The FDA is permanently under pressure from patient groups, clinicians, politicians and companies, claiming that what they see as its overly restrictive barriers to market entry are preventing helpful new technologies from reaching patients who may benefit from them. The agency has a couple of initiatives which may even be expanded in the future and appear to open its drawbridge to new technologies just a little bit. One is Humanitarian Device Exemption in which a specific, needy and limited patient group may be given access to a new and beneficial technology without the need for full approval. Another was kicked off in 2011, when the FDA published a draft guidance document to encourage and facilitate early feasibility studies of innovative medical devices. The resultant pilot program involves selection of nine devices whose entry criteria are that they are early in development (typically before the device design has been finalised), and to be tested for a specific indication (e.g., innovative device for a new or established intended use, marketed device for a novel clinical application).
According to FDA’s own guidance, the initiative is intended “to be used to evaluate the device design concept with respect to basic safety and device functionality in a small number of subjects (generally fewer than 10 initial subjects) when this information cannot be readily provided through additional nonclinical assessments or appropriate nonclinical tests are unavailable. Information obtained from an early feasibility study may guide device modifications.”
Why this indication?
A thoracic aortic aneurysm (TAA) is a dangerous bulge in the body’s main artery near where it originates from the heart.
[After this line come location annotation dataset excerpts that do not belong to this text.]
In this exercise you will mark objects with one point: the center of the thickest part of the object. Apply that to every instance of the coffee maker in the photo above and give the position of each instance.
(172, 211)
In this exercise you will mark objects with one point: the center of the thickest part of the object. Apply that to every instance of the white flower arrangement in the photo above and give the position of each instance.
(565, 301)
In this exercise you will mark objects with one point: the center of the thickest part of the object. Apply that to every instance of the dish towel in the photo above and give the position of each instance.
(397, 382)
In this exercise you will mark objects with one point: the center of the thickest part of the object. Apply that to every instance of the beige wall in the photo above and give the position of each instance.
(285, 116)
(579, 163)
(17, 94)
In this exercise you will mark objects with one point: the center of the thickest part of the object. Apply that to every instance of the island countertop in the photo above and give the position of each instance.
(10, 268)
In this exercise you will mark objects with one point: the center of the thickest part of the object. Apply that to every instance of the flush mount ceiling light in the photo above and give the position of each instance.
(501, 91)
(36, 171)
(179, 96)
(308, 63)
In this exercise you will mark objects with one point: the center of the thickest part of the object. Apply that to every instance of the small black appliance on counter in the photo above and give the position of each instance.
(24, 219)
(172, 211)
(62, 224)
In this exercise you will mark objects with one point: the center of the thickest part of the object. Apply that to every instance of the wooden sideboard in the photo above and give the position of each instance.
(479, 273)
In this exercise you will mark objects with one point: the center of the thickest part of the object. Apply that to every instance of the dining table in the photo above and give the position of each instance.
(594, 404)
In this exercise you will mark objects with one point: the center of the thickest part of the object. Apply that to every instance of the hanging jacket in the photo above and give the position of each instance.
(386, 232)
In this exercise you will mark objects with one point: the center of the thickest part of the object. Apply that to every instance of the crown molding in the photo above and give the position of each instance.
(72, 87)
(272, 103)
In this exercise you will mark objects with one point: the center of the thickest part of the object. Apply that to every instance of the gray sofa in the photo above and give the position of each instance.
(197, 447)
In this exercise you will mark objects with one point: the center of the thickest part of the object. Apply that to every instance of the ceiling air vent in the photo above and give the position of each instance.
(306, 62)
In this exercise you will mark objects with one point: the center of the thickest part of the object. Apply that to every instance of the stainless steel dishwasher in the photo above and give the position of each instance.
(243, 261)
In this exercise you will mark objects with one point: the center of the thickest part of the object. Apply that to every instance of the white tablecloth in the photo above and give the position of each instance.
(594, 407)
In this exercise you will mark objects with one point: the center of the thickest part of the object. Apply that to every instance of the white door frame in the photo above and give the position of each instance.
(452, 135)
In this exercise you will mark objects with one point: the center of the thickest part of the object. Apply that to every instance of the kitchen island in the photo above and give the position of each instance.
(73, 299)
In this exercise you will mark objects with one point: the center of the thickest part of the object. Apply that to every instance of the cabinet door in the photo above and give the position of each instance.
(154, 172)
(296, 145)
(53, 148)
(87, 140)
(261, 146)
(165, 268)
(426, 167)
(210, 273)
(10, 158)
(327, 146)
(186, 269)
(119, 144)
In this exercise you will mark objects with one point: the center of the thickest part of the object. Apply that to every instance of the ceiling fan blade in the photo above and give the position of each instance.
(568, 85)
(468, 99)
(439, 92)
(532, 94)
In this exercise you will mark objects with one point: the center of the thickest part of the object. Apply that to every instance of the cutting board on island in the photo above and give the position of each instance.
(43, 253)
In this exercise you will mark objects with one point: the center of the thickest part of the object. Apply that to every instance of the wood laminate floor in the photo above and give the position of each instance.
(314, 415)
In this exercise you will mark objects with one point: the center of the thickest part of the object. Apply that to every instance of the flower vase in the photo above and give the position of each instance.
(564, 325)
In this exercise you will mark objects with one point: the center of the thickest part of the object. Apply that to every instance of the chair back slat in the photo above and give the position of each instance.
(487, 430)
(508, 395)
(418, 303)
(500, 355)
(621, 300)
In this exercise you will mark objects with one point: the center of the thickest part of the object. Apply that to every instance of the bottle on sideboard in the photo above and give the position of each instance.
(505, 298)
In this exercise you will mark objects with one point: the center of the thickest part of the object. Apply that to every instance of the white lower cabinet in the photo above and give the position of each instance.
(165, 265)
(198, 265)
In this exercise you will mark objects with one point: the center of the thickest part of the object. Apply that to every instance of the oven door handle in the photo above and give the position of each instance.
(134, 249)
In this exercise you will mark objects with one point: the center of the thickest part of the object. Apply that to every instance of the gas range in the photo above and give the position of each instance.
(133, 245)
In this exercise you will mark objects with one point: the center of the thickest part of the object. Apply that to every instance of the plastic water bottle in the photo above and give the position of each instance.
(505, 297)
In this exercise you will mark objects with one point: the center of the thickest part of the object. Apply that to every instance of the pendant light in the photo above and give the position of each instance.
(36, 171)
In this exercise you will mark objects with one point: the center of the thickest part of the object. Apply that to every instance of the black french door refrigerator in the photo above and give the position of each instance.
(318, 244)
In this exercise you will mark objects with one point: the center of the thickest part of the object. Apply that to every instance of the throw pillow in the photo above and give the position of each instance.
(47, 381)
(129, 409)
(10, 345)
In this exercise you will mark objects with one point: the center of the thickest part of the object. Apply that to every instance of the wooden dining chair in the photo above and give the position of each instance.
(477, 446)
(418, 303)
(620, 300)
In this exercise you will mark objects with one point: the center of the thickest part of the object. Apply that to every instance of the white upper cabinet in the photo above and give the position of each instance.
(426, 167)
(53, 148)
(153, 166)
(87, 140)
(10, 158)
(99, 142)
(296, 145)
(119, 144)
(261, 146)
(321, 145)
When left untreated, a TAA can rupture, leading to an emergency situation in which extensive internal bleeding usually leads to death.
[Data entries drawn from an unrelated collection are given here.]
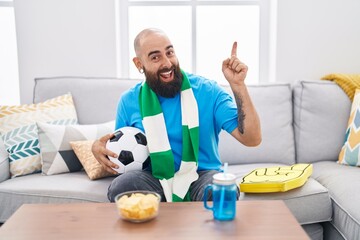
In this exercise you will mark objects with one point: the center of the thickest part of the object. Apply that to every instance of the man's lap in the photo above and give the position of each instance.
(143, 180)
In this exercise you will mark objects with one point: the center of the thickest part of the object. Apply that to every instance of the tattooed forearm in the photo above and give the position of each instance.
(241, 114)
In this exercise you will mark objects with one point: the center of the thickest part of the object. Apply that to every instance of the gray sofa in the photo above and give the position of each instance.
(303, 122)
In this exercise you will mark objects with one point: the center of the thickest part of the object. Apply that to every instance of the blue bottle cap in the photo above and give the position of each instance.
(224, 178)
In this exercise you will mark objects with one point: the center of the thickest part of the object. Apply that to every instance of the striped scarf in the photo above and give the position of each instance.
(175, 185)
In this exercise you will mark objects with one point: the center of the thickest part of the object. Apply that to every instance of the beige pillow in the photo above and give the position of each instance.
(19, 131)
(92, 167)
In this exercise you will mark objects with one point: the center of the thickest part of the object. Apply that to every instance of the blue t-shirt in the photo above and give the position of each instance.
(217, 111)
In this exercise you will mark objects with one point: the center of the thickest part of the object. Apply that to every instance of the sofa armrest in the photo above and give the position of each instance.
(4, 162)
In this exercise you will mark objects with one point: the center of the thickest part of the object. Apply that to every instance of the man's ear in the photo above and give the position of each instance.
(138, 64)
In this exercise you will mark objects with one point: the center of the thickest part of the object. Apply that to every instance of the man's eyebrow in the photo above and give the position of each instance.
(157, 51)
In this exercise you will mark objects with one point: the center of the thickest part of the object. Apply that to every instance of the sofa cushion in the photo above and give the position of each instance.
(343, 183)
(57, 155)
(274, 107)
(95, 99)
(321, 113)
(19, 131)
(310, 203)
(61, 188)
(349, 154)
(92, 167)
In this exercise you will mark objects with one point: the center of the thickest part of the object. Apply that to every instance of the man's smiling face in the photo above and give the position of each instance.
(156, 56)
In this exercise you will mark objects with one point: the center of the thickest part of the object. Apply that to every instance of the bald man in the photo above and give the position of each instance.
(196, 104)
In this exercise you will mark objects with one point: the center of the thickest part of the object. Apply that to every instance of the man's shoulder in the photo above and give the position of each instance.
(200, 82)
(132, 92)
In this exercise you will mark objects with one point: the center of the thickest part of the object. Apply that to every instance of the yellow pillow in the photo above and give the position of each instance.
(92, 167)
(349, 154)
(276, 179)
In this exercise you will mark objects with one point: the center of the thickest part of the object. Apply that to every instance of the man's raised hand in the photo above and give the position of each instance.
(233, 69)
A thoracic stent graft is a tubular medical device that a physician delivers through a pre-loaded catheter inserted in the patient’s femoral artery. Once deployed, the stent graft conforms to the wall of the aorta, the body’s main artery, creating a new path for blood flow that reduces pressure on the aneurysm and the risk of rupture.
In other words it’s a pretty intractable problem and the stent graft concept may be a helpful solution.
Why Medtronic’s product?
The Valiant® Mona LSA system is a stent graft designed to repair a descending thoracic aortic aneurysm encroaching on the left subclavian artery (LSA). The device is based on the market-leading Valiant® Captivia® Thoracic Stent Graft, which is approved by the FDA for treating aneurysms/penetrating ulcers and related conditions of the descending thoracic aorta without major surgery.
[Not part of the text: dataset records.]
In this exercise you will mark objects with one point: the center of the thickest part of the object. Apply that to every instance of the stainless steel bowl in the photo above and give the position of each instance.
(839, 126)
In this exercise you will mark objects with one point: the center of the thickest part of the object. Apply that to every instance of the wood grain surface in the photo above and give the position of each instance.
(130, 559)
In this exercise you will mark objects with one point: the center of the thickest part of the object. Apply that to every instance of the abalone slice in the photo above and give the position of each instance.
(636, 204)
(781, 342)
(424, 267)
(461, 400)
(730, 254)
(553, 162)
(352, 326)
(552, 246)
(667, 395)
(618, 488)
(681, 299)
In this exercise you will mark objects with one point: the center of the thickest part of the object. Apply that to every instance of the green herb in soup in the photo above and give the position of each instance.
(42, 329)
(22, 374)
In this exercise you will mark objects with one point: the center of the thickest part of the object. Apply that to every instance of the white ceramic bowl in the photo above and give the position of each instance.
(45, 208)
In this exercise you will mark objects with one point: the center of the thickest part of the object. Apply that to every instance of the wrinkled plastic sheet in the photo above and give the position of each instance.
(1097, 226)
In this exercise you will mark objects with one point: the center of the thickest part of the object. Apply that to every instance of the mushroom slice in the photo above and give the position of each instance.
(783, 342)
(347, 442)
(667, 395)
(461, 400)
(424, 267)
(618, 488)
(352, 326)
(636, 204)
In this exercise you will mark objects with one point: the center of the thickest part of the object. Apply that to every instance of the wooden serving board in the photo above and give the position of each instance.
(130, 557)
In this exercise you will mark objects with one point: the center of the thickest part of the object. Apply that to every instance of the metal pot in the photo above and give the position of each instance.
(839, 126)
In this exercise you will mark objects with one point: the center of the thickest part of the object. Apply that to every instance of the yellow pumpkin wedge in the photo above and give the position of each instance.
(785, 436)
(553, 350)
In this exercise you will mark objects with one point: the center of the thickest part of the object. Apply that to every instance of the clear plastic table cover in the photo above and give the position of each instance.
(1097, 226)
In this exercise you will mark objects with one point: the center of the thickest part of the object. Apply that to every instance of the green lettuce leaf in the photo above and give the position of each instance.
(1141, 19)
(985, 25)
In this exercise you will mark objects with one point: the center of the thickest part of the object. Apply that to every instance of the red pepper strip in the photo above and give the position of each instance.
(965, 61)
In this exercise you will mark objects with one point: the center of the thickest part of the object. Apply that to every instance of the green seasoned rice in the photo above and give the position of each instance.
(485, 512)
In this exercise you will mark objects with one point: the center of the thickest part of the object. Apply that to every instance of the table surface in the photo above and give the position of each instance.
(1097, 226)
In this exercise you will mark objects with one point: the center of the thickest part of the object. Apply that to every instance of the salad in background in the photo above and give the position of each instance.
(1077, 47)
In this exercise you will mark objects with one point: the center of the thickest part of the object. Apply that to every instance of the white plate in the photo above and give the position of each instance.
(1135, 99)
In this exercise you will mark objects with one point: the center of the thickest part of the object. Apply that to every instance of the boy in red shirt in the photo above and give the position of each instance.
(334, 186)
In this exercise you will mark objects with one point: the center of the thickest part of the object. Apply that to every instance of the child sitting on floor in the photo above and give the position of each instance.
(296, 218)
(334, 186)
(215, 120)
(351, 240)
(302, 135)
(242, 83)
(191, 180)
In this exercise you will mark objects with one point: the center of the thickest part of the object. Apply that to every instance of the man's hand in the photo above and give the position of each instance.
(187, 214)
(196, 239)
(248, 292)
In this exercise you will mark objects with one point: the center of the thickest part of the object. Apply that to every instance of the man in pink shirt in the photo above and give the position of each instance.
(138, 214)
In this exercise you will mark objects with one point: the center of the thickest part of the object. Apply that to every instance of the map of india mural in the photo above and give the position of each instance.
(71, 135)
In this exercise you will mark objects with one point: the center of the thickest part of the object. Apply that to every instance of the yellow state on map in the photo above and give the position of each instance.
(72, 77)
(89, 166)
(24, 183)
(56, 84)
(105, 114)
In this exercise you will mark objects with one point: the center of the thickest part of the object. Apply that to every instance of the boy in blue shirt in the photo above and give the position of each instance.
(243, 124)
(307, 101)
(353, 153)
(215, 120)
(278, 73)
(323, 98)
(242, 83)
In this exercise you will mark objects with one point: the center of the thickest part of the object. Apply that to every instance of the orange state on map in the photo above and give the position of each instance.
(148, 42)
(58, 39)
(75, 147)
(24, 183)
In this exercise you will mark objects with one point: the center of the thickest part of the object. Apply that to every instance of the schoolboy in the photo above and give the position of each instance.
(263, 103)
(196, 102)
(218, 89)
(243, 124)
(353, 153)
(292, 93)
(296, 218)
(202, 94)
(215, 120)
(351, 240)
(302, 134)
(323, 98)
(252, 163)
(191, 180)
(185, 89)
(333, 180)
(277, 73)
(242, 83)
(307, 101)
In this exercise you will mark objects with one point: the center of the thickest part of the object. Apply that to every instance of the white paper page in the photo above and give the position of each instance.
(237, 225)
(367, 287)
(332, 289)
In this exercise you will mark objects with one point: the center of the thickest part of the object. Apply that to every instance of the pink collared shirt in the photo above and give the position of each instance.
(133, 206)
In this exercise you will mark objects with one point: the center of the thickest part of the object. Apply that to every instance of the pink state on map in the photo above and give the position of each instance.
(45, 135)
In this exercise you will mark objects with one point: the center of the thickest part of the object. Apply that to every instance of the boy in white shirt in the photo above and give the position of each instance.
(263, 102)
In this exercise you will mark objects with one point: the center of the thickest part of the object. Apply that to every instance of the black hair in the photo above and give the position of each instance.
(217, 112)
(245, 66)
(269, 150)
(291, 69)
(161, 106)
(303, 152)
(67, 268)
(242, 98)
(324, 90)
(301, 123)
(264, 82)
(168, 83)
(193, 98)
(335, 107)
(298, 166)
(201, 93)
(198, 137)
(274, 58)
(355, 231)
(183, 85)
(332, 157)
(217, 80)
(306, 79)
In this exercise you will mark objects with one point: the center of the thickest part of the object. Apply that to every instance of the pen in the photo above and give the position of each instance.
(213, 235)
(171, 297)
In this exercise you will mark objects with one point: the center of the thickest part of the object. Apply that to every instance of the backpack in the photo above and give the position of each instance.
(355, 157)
The international market leader in its product category, the Valiant Captivia Stent Graft is approved by the FDA for endovascular repair of aneurysms and penetrating ulcers of the descending thoracic aorta in patients with a non-aneurysmal aortic diameter in the range of 18-42mm and non-aneurysmal aortic proximal and distal neck lengths ≥ 20mm.
“Endovascular repair of thoracic aortic aneurysms involving branch vessels represents a clinical and technological challenge that Medtronic is committed to solving for the benefit of physicians and patients alike,” said Tony Semedo, vice president and general manager of the company’s Endovascular Therapies business. “In fact, about 40 percent of these cases involve coverage of the LSA – and, therefore, often require surgical bypass to preserve blood flow to the posterior brain and left arm.”
“Our Valiant Mona LSA system could potentially obviate the need for LSA bypass procedures, extending the benefits of endovascular repair without surgery to more patients with thoracic aortic aneurysms,” Semedo added. “We are pleased that the device was selected by the FDA for its early feasibility pilot program, which demonstrates the agency’s understanding of the need for collaborative innovation.”